Pendant l’année où j’ai dirigé l’Institut culturel roumain de Paris, il y a de cela trois lustres, j’ai été convié à plusieurs réunions au sujet de la francophonie. Bavardage et vœux pieux. Et beaucoup d’argent dépensé, bien entendu. Cette année-là, Bucarest accueillait l’inutile Sommet de la francophonie, et il fut ouvert par un président roumain qui ne parlait pas un mot de français.
Beaucoup de gens dits sérieux gagnent bien leur vie en brassant de l’air dans les diverses instances de l’Organisation internationale de la francophonie, se démenant à bureaucratiser la langue, à la transformer en passe-temps pour fonctionnaires faussement occupés. D’ailleurs, l’Organisation n’est plus ce qu’elle était. Puisque la France n’est plus grand-chose et que le français n’intéresse plus grand-monde, autant remplacer la défense de la langue française par la promotion de la langue de bois. Elle s’occupe maintenant de la promotion de la paix, de la démocratie et des droits de l’homme, du développement durable, de l’écologie, du développement local et solidaire et autres sujets du même genre, qui ont l’avantage de permettre à des gens inutiles de se donner de l’importance et de justifier les plus abracadabrantes dépenses somptuaires.

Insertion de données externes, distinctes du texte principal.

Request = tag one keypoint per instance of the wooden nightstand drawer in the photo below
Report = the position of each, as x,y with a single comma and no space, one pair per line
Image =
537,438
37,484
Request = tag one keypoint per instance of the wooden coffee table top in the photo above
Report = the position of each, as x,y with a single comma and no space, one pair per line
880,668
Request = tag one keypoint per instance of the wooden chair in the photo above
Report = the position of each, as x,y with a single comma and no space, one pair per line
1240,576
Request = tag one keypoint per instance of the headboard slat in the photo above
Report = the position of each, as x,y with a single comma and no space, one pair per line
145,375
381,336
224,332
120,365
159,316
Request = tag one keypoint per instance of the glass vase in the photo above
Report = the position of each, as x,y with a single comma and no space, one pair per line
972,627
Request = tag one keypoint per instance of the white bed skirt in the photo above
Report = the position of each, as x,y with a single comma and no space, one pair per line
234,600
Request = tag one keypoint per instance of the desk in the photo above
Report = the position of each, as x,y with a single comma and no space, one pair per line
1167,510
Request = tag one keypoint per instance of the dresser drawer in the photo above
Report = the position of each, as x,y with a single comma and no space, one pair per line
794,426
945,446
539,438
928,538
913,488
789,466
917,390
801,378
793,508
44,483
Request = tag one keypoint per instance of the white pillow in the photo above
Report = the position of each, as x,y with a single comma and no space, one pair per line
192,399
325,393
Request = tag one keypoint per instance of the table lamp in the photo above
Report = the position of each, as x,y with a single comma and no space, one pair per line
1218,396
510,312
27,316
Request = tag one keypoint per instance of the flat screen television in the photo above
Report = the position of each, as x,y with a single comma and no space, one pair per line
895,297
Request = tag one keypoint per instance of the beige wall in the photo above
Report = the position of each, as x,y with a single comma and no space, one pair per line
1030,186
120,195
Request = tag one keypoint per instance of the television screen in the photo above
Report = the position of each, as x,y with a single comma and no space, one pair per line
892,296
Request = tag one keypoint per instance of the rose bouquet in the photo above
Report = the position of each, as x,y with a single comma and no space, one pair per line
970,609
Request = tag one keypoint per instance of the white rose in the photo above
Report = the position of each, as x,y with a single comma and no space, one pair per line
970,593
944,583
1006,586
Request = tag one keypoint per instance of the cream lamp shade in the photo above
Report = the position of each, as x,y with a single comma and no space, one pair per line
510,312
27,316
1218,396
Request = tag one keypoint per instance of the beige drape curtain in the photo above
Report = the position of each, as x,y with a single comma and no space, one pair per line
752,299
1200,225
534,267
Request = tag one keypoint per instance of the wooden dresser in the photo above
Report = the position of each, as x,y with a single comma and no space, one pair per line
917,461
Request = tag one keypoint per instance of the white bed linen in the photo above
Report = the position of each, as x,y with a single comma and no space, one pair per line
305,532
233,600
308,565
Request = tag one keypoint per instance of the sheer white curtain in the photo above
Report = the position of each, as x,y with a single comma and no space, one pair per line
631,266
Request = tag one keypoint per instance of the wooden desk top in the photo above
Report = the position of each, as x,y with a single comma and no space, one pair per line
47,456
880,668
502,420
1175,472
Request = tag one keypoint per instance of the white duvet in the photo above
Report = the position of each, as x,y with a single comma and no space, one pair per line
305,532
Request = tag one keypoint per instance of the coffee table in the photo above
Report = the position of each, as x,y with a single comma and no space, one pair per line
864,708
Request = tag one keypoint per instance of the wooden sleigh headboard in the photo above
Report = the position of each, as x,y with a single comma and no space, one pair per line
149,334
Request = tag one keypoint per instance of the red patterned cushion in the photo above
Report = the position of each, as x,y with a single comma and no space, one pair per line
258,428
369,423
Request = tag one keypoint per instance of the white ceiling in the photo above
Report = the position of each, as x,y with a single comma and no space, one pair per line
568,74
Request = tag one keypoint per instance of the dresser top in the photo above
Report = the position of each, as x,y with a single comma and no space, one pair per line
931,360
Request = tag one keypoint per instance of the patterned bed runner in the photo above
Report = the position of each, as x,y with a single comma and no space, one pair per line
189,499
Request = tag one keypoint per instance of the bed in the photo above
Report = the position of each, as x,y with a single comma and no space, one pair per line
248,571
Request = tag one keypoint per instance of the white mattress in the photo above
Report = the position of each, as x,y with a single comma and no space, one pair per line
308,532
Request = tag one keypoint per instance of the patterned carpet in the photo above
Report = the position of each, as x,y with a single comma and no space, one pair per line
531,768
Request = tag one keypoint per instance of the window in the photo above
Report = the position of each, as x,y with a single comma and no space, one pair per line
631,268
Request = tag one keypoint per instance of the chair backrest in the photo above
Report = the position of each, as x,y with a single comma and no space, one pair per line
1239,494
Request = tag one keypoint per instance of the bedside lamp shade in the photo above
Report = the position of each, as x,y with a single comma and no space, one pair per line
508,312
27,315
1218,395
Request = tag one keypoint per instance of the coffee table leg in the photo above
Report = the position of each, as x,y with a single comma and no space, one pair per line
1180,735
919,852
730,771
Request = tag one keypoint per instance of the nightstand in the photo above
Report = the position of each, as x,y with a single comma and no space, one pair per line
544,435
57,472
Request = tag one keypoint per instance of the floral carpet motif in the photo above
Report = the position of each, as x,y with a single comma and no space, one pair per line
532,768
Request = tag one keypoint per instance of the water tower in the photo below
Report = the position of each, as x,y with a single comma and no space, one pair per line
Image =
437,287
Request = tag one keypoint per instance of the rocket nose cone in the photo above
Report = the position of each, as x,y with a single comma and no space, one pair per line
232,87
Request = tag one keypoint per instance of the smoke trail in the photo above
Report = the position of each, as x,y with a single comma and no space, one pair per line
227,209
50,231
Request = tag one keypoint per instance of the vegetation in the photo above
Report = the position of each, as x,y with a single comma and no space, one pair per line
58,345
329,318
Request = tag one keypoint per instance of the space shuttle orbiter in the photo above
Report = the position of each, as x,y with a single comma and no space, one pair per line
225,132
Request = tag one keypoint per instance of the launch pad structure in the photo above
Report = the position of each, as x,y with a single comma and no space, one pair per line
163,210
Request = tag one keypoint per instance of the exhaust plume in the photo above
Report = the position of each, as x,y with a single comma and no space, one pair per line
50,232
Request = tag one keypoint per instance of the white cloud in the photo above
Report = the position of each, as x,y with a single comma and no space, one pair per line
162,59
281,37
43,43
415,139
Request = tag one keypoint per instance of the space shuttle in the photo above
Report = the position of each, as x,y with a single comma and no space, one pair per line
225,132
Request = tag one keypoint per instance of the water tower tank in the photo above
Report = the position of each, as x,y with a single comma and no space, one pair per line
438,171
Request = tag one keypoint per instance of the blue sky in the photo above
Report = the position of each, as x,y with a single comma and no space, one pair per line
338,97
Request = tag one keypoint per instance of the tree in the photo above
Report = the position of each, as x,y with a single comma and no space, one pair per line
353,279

Si on compte ceux qui, le long des siècles, par leurs écrits, ont fait de la langue française cette merveille que nous connaissons encore, ils sont probablement moins nombreux que les gratte-papier pompeux et les moulins à paroles qui prétendent aujourd’hui la défendre. Pendant ce temps, en France même, on malmène la langue, on l’idiotise, on la soumet aux délires idéologiques les plus divers, on la simplifie au bénéfice de ceux qui n’ont aucune envie de l’apprendre. Si le français ne rayonne plus, c’est parce que la France, petit à petit, s’éteint, et que sa culture, qui fut immense, s’abaisse petit à petit, n’aspirant plus qu’au niveau de l’étal de supermarché.